Over the course of the TR+D1 studio, graduate students developed their individual research topics in preparation for a thesis in architecture. The intention is to establish a theoretical, historical and intellectual framework through a diversity of representational modes; mapping, diagramming, photo essays, writing, which will serve as the foundation for a graduate thesis to be pursued over forthcoming academic terms.
The Generic Spectacle
The Las Vegas Strip and an Emerging Urban Typology
Abstract by Kurt Kraler
Once proclaimed as the vernacular American commercial strip, the Las Vegas Strip has experienced a dramatic transformation as a result of the powerful forces of capitalism and political autonomy. Buildings are constructed, renovated, and imploded at a rapid pace in a push to remain culturally relevant and continue to entice an increasingly international tourist base. The proposed term generic spectacle draws on the writings of Guy Debord and Rem Koolhaas to encapsulate this emerging urban phenomenon.

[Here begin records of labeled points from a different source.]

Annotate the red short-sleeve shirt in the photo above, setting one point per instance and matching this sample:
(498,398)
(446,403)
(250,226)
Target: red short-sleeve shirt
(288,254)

Debord’s “The Society of the Spectacle” warns of the powerful role of the image in modern society, where the representation has come to supersede the represented, resulting in diminished discourse and quality of life. As documented in “Learning from Las Vegas” (1972), this was particularly evident along the Las Vegas Strip at a time when enlarged roadside signs dominated in an effort to attract customers arriving by automobile. The sign would eventually merge with the building, producing immersive spaces and atmospheres, which often emulated far off places and cinematic themes.
Coincidentally, amidst the cacophony of images, the Strip has also come to resemble that of Koolhaas’ the Generic City, an urban typology recognizable through its banality and reckless repetition. The Mojave Desert serves as a tabula rasa to the rapid pace of development, renovation, and implosion that has allowed the Strip to continuously reinvent itself in an effort remain relevant within the highly competitive tourist industry. One wonders, what could be more generic than a urban typology predominantly composed of hotel rooms, itself a kit of parts replicated floor after floor with little variation?
The recent completion of CityCenter in Las Vegas, a massive $8.5 billion development ultimately indistinguishable from any other contemporary North American city, marks a new era in city building. The Las Vegas tradition of erecting kitschy replicas has since been discarded in favour of a more sophisticated theme where the threshold between the original and the reproduction is no longer evident, reflecting Debord’s observation that the image is prevailing.
This thesis will explore the phenomena of the generic spectacle in relationship to the Las Vegas Strip and the resulting architectural and social implications of an increasingly hybridized urban form founded on the basis of an exploitive service economy in order to maintain the illusion of leisure. Discussions of the reciprocal relationship between copies and their originals in the formation of simulacra, as framed by Jean Baudrillard, as well as the influence of such factors as the geopolitical history of the region and an underlying military presence in the formation of the generic spectacle.